17/04/2008

Projeto busca capacitar jovens em dança e teatro

Por Vivian Lobato, do Aprendiz

Com o intuito de despertar a vocação e, posteriormente, profissionalizar os jovens da comunidade da favela do Coliseu, na zona sul da capital paulista, a Secretária Municipal de Cultura de São Paulo implantou o projeto Teatro e Dança Vocacional. Atualmente, a Coliseu tem 1.200 moradores, sendo 300 deles jovens.

As oficinas começaram há cerca de um mês e têm chamado a atenção dos jovens da comunidade. “São aproximadamente 30 participantes, mas existem mais pessoas interessadas. O grupo ainda está se formando”, comenta a líder comunitária da Coliseu, Rosana Maria dos Santos.

As aulas de dança são realizadas duas vezes por semana e as de teatro acontecem aos sábados. Segundo a educadora comunitária da Coliseu, Roberta Oliveira, os atuais oficineiros são profissionais atuantes no mercado e a intenção é que as atividades tornem-se aulas permanentes dentro da favela.

“A proposta não é aplicar algumas aulas apenas como uma atividade ou passatempo e sim, tornar um trabalho contínuo com os jovens dentro da comunidade, para que os participantes se profissionalizem”, explica Oliveira.

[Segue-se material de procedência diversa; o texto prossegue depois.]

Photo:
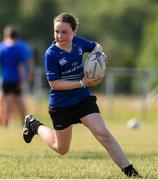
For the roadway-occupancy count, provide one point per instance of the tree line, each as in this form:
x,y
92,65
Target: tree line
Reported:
x,y
127,29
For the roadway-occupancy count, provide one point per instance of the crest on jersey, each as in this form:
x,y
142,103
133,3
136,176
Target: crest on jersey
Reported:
x,y
80,52
62,61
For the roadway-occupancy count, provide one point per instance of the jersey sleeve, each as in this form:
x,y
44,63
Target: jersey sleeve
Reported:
x,y
87,45
51,67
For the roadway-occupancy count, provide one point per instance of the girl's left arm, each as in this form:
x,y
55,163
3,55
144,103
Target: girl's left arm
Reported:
x,y
98,47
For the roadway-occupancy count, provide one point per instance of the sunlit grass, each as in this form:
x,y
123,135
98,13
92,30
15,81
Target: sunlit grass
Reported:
x,y
86,159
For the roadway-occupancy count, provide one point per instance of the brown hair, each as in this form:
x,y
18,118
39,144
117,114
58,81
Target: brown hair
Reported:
x,y
68,18
11,31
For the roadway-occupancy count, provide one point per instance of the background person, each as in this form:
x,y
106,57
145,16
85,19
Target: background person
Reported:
x,y
16,63
71,101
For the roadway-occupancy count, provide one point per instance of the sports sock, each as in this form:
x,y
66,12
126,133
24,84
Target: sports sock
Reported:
x,y
34,125
130,171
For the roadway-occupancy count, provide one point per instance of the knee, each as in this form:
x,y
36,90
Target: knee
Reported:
x,y
104,136
63,151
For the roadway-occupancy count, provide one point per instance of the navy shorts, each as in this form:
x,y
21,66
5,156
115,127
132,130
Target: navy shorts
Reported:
x,y
11,88
64,117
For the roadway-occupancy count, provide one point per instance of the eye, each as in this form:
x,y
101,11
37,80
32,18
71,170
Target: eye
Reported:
x,y
56,31
64,32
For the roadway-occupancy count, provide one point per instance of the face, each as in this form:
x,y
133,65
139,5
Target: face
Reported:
x,y
63,34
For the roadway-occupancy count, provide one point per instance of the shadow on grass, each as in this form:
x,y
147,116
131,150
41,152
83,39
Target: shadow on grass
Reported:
x,y
75,155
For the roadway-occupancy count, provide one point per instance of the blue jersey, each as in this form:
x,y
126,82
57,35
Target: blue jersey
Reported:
x,y
11,57
62,65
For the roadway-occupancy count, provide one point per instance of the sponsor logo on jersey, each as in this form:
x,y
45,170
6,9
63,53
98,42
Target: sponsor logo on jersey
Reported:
x,y
62,61
80,52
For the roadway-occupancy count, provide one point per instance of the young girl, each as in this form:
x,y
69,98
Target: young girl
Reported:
x,y
71,101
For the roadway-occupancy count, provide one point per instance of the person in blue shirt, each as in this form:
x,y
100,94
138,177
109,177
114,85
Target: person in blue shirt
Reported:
x,y
71,101
15,56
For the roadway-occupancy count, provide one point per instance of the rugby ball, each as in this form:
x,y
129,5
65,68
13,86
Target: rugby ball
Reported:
x,y
95,65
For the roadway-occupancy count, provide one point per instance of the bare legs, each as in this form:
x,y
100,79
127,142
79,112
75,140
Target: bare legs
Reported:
x,y
57,140
9,105
96,125
60,140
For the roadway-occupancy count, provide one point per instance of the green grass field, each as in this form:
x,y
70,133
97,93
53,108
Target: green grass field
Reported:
x,y
86,159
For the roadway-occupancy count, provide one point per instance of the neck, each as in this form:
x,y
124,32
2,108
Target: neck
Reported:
x,y
67,47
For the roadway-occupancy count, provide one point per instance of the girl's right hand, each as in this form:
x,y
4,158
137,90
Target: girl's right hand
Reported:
x,y
91,82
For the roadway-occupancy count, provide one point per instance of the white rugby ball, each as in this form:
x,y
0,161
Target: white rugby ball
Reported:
x,y
95,65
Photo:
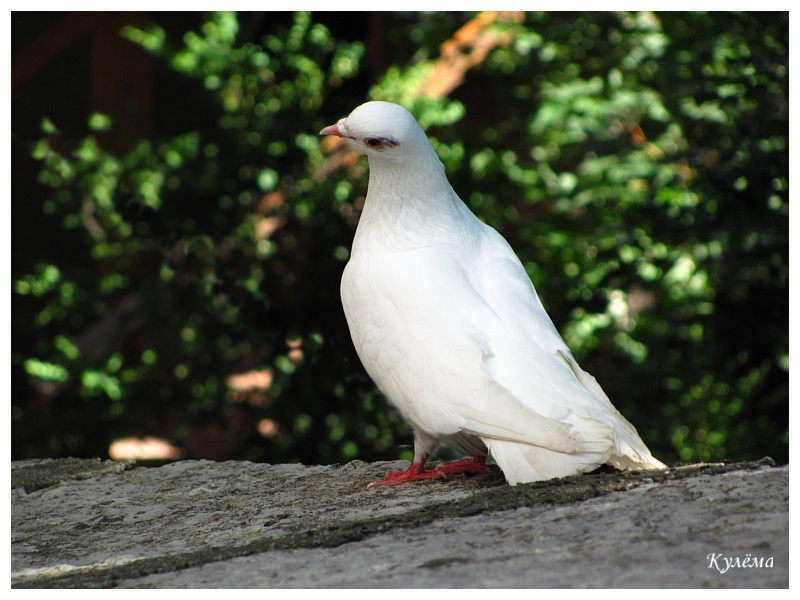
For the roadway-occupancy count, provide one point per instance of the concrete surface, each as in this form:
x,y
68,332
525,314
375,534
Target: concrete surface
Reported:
x,y
199,524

Além das oficinas profissionalizantes, a Coliseu também oferece aos moradores reforço escolar, atendimento psicológico e um centro de informática com 15 laptops com acesso à Internet. Essas atividades são resultado do trabalho de articulação e organização comunitária local que se iniciou na Coliseu há quase dois anos.

Segundo a líder e a educadora comunitária, a Coliseu já obteve muitas conquistas, mas ainda precisa dar passos importantes. Para isso, necessita do apoio da comunidade e também de parcerias do poder público e do setor privado. “Muita coisa ainda tem que ser feita. O centro de tecnologia, por exemplo, fica à disposição da comunidade, temos equipamento e dois monitores voluntários, que se revezam durante o dia, mas faltam recursos e capacitação para iniciarem as aulas de informática”, lamenta Roberta.

Rosana também ressalta a importância de cursos técnicos e de capacitação para a Coliseu. “Acho boa a idéia das oficinas de dança e teatro, mas no momento também seria interessante cursos mais específicos, especialmente voltados para a área de informática, para inclusão digital”, completa.